Halperin takes up the question of why gay men identify with women (if they do). Feminists used to claim that camp was a form of satire and functioned as a put-down of the women it was supposedly worshiping but actually ridiculing. Halperin thinks that camp is like what Warhol said of Pop Art: “It’s a way of liking things.” But he also makes a more radical claim:
This instance of gay male feminine identification, then, actually expresses neither an underlying female nature nor a masculine one, nor something in between. Rather, it expresses something else—something specifically gay. It actually helps to constitute a gay identity that does not equate straightforwardly with any existing gender position, but that is defined instead by its dissonance, by its departure from the conventional gender map of masculinity and femininity.
Tell that to drag queens.
Halperin claims that if gays take delight in the degraded status of women, it’s not because they despise actual women. Worship of someone like Mildred Pierce “is the beginning of a process of reversal and resignification: it is a way of claiming ownership of our situation with the specific purpose of turning it around, or at least trying to turn it to our account.” In other words, in something like Freud’s repetition compulsion, gays share the low status of women and by elevating and concentrating on them—oh, I give up. It’s all too spidery for me!
Halperin’s favorite instance of camp’s way of both being ironic about a feeling and also expressing it seriously is an annual Fire Island gathering of “the Italian widows,” men who are of Italian extraction and who’ve lost their lovers to AIDS. Their hair-tearing, hysterical displays of Sicilian grief are perfectly genuine as well as ironic comments on their feelings. Thanks to camp, gays get to have it both ways. Like diva-worship, camp treasures both the glamour and the abjection.

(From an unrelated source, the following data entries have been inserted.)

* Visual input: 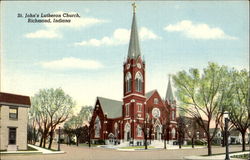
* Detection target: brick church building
[90,4,177,145]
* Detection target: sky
[1,1,249,111]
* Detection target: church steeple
[128,3,141,59]
[165,75,174,104]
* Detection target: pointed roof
[128,3,141,59]
[165,76,174,103]
[145,89,156,100]
[97,97,122,118]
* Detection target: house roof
[128,5,141,59]
[165,78,174,103]
[0,92,31,107]
[145,89,157,100]
[97,97,122,118]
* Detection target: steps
[7,145,18,151]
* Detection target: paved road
[1,145,245,160]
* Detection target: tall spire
[128,3,141,59]
[166,75,174,103]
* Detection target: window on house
[154,98,159,104]
[138,104,142,112]
[9,128,16,144]
[172,111,175,120]
[94,116,101,138]
[137,125,142,137]
[135,72,143,92]
[172,128,176,138]
[9,107,18,119]
[126,104,129,116]
[125,72,132,92]
[196,132,200,139]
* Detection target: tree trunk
[39,135,43,147]
[76,136,79,146]
[241,131,246,151]
[164,137,167,149]
[48,131,54,149]
[222,131,226,147]
[43,136,47,148]
[207,139,212,156]
[192,137,194,148]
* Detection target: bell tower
[123,3,146,140]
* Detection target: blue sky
[1,1,249,110]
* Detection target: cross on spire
[132,2,136,13]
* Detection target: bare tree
[228,70,250,151]
[32,88,75,149]
[173,63,231,155]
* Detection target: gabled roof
[97,97,122,118]
[0,92,30,107]
[145,89,157,100]
[165,78,174,103]
[128,5,141,59]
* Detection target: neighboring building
[183,116,207,140]
[0,92,30,150]
[90,3,177,145]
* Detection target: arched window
[114,122,118,138]
[172,128,176,138]
[135,71,143,92]
[172,111,175,120]
[94,116,101,138]
[137,125,142,137]
[125,72,132,92]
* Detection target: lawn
[79,143,99,147]
[120,146,155,149]
[231,154,250,159]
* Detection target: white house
[0,92,30,151]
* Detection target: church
[90,3,177,145]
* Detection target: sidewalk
[28,144,65,154]
[0,144,65,154]
[184,151,249,160]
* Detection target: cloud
[164,20,237,40]
[74,27,160,47]
[24,11,107,39]
[45,11,107,30]
[40,57,103,70]
[24,30,62,38]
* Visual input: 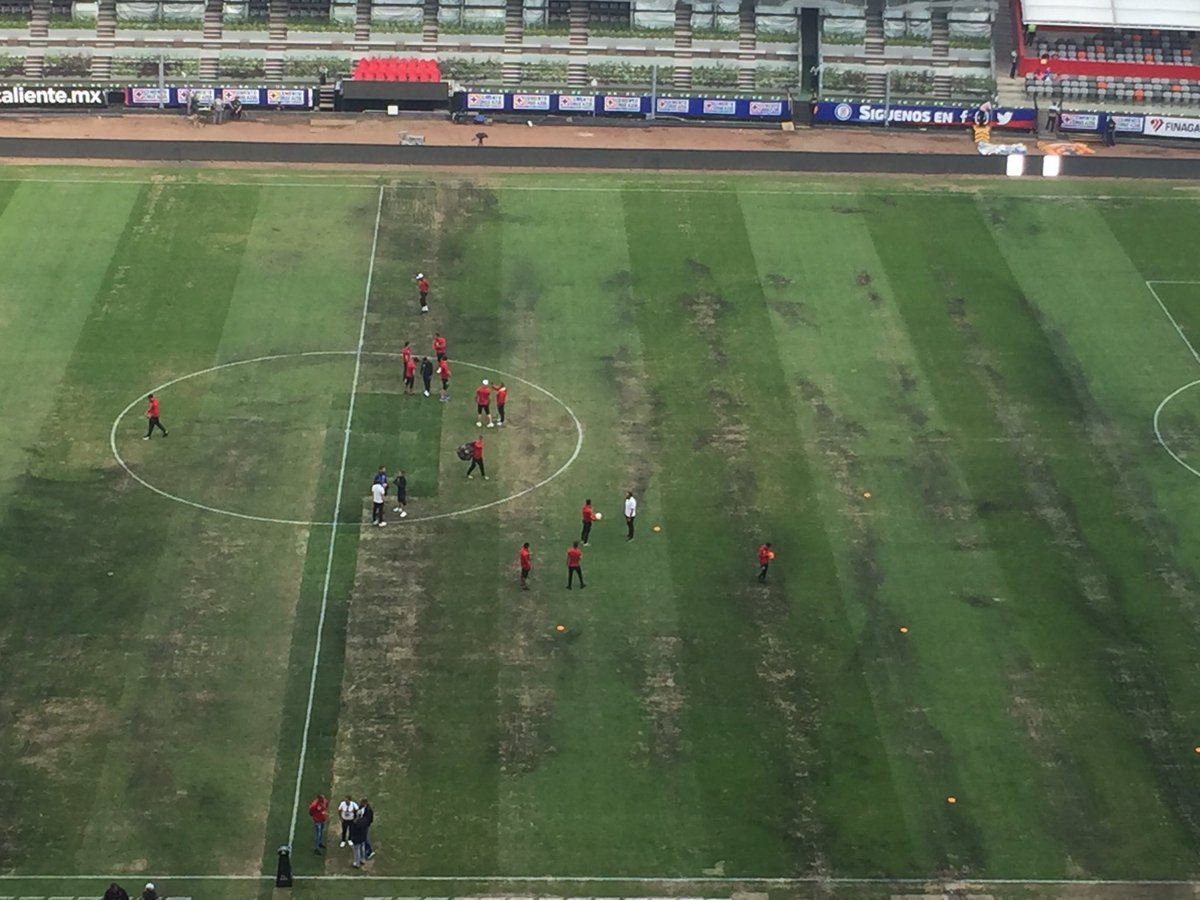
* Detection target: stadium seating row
[1025,74,1200,104]
[350,56,442,82]
[1034,31,1193,66]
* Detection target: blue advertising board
[1058,110,1146,134]
[455,91,792,121]
[125,86,312,109]
[812,100,1038,131]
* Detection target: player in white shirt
[337,794,359,847]
[371,481,388,526]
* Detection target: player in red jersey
[566,541,587,590]
[475,378,492,428]
[517,541,533,590]
[438,356,450,403]
[758,541,775,584]
[467,434,487,481]
[496,382,509,426]
[142,394,167,440]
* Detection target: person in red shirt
[475,378,492,428]
[308,793,329,853]
[416,272,430,312]
[758,541,775,584]
[496,382,509,426]
[566,541,587,590]
[142,394,167,440]
[580,497,594,547]
[467,434,487,481]
[517,541,533,590]
[404,347,416,394]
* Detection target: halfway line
[288,181,384,847]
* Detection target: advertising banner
[1058,112,1146,134]
[467,94,505,109]
[812,101,1037,131]
[604,97,642,113]
[1058,112,1100,131]
[654,97,690,115]
[455,92,791,121]
[750,100,784,118]
[701,100,738,115]
[558,94,596,113]
[125,88,312,109]
[1141,115,1200,140]
[512,94,550,110]
[0,84,108,109]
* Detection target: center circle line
[108,350,583,528]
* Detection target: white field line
[288,181,384,846]
[0,175,1200,201]
[7,871,1200,892]
[108,350,583,528]
[1146,281,1200,364]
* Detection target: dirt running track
[0,113,1200,180]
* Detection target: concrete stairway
[91,0,116,82]
[264,0,288,82]
[354,0,371,43]
[23,0,50,78]
[566,0,588,88]
[738,0,758,90]
[672,0,691,91]
[500,0,524,84]
[863,0,888,100]
[421,0,438,53]
[929,8,954,100]
[200,0,224,79]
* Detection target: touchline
[0,84,104,106]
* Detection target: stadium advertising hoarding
[0,84,108,109]
[455,91,791,120]
[1141,115,1200,140]
[125,88,312,109]
[1058,110,1146,134]
[812,100,1038,131]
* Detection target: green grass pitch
[0,168,1200,900]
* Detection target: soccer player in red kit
[438,356,450,403]
[517,541,533,590]
[580,497,594,547]
[416,272,430,312]
[467,434,487,481]
[758,541,775,584]
[496,382,509,427]
[475,378,492,428]
[404,355,416,394]
[142,394,167,440]
[566,541,587,590]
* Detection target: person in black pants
[580,497,594,547]
[421,356,433,397]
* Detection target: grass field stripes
[288,187,384,845]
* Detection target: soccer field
[0,167,1200,900]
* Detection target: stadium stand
[350,56,442,82]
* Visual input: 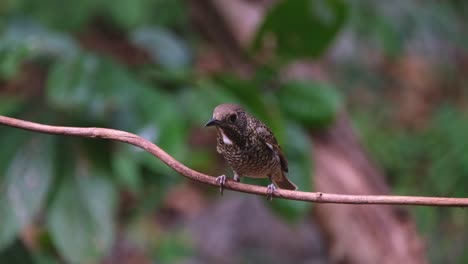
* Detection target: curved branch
[0,116,468,207]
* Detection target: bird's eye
[229,114,237,123]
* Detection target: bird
[205,103,297,200]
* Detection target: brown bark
[312,114,427,263]
[189,0,426,263]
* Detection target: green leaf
[0,96,24,115]
[130,26,191,70]
[0,240,36,264]
[277,81,342,128]
[46,55,100,109]
[0,135,53,248]
[253,0,348,60]
[47,166,116,263]
[112,145,142,192]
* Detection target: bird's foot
[267,183,276,201]
[216,175,227,195]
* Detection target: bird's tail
[273,174,297,191]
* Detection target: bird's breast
[217,130,280,178]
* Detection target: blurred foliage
[0,0,346,263]
[253,0,348,60]
[0,0,468,263]
[357,106,468,263]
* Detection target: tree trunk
[312,114,427,263]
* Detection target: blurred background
[0,0,468,264]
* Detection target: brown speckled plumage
[207,104,297,190]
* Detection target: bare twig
[0,116,468,207]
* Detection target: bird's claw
[216,175,227,195]
[267,183,276,201]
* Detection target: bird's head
[205,104,247,134]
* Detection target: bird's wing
[257,125,288,172]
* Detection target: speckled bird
[205,104,297,199]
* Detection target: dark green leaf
[47,166,116,263]
[253,0,347,59]
[0,96,24,115]
[0,240,36,264]
[0,135,53,248]
[131,27,191,70]
[278,81,342,128]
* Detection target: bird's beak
[205,118,219,127]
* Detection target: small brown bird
[205,104,297,199]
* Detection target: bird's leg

Halperin honors many earlier analysts of gay culture, such as Esther Newton, who wrote a groundbreaking study of drag, and Neil Bartlett, the author of a study of Oscar Wilde. But unlike many of his predecessors he does not have an optimistic vision of where gay culture is heading. He is the author of Saint Foucault: Towards a Gay Hagiography, but whereas he embraces many of Foucault’s theories about the formation of culture and the origins of homosexuality in neither nature or nurture but in discourse, in this book he has none of Foucault’s emphasis in his late work on the importance of friendship and of leaving behind the legacy of a life beautifully lived.
Foucault was fascinated by Burckhardt’s notion of the “esthetics of existence” and of the hero making himself “his own work of art.” We turn to visionaries such as the French writer Didier Eribon for their sense of where the endless gay struggle is leading us. Foucault thought that radical politics dominated gay history. I can sympathize with Halperin’s impatience with the current wave of gay assimilation, the bland effort to blend in with the “heteronormative” crowd, but I would suggest we should look forward to a renewed progressive struggle for more adventurous lives rather than turning toward the security (and irrelevance) of Mildred Pierce.